What I did on Lost Stars (a private invite-only PennMUSH-based science fiction game ages ago) was a system I called DICE, where you had 100 units of 'time' per week. The system was then made of blocks, that would take an input, operate on it with a function, and then output something.
You could literally set up a block that said, "I have Skill X / Career Y, I will spend 40 units of my time this week making money at that." The input was time, the function was your skill/career, the output was money.
But if you wanted to train a skill up, that also cost time. (As opposed to XP; there was no XP to buy up skills, you just had to spend the time training them. It was level * 150 time, so level 1 of a skill took 150 time units, level 2 took 300, etc.) That was another block you could place in the system. The input was time, the output was progression towards a skill. (Basically, learning a skill had a 'meter' that had to fill.)
And other things could cost time, too; want to decipher that alien language? It'll take a roll (to determine how well you do) and then X amount of time working on it (where X is based off the roll). That was a custom block added to people involved in a plotline; you could even share those blocks around (to involve other people and get through a plot faster, provided they had appropriate skills).

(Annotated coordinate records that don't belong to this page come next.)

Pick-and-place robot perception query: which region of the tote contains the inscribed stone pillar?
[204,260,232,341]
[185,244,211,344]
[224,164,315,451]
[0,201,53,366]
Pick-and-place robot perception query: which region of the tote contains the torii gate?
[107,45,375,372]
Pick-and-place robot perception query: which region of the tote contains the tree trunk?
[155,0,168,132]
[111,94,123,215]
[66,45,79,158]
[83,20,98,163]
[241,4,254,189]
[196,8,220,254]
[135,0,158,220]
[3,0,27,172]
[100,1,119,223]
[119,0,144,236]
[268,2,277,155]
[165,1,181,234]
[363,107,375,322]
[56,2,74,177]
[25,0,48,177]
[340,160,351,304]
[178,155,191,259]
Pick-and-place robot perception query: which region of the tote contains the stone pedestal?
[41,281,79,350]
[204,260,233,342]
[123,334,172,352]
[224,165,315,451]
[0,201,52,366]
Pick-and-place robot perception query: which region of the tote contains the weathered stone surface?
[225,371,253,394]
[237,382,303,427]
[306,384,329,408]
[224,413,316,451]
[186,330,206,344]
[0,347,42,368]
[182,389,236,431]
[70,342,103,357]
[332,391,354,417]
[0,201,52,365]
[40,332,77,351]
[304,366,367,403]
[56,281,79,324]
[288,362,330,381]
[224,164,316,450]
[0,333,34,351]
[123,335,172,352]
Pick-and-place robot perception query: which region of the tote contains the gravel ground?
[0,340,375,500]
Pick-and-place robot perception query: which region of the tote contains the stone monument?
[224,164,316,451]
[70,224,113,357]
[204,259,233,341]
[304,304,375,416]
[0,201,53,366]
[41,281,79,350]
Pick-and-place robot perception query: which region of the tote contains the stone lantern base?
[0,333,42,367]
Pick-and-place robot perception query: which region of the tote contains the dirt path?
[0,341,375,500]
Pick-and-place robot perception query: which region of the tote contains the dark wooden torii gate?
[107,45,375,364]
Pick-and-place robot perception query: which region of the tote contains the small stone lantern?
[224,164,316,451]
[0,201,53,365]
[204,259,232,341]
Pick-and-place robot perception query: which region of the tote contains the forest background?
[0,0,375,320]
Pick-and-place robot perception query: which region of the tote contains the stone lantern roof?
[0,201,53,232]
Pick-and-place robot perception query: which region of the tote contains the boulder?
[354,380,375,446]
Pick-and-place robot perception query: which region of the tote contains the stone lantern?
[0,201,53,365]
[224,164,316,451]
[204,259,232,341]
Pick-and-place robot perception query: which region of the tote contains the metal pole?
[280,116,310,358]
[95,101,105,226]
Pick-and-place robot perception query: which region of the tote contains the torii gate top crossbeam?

Of course, I had other blocks as well to act as drains. Want to keep that nice apartment? That was a block that said 'this apartment will cost you X credits per week'. Want to have a ship to fly around? There was a maintenance block to pay upkeep and docking fees.
In effect, you had a breakdown that might say "Each week, I am spending 40 units of time on my 'job' running this fuel depot (which at my level means I'll get 1000 credits), 30 units of time on improving my engineering skill (until that's done), and 30 units of time on trying to reconstruct this weird alien device someone brought me (until that completes and staff moves that plotline forward). Also, 150 credits on my apartment, and 300 credits on my ship's docking and maintenance fees." And so each week it would run all of those.
The practical upshot of the system was, being 'super active' didn't give you any significant benefit economically, and everyone still had to balance their time. You could not learn all the things and get all the money and do all the cool plot things. Even if you were on every day, you had no inherent advantages (economically, at least) over a player who only logged in once or twice a week. And it had the added benefit that your income/costs weren't dependent on other player action (as can often be the case with PC crafters in coded economies).
It didn't work out perfectly; there are a whole honking stack of things I'd do differently in a modernized version of DICE. I would have the unused time carry over one week or so, because that way you would have a little leeway and not 'waste time' when training a skill or doing a plot (i.e., a block that would complete and expire) vanished, but you were away that week and didn't notice. I would automate a hell of a lot more of the block setup. I would have done away with the 'employee' block (where I could 'employ' someone to get X amount of their time per week for Y amount of my money), because it just contributed to system imbalance in ways that gave me headaches.
But I think the concept, as a whole, still has a lot of value, and gets closer to a 'balanced' economy than a lot of things I've seen.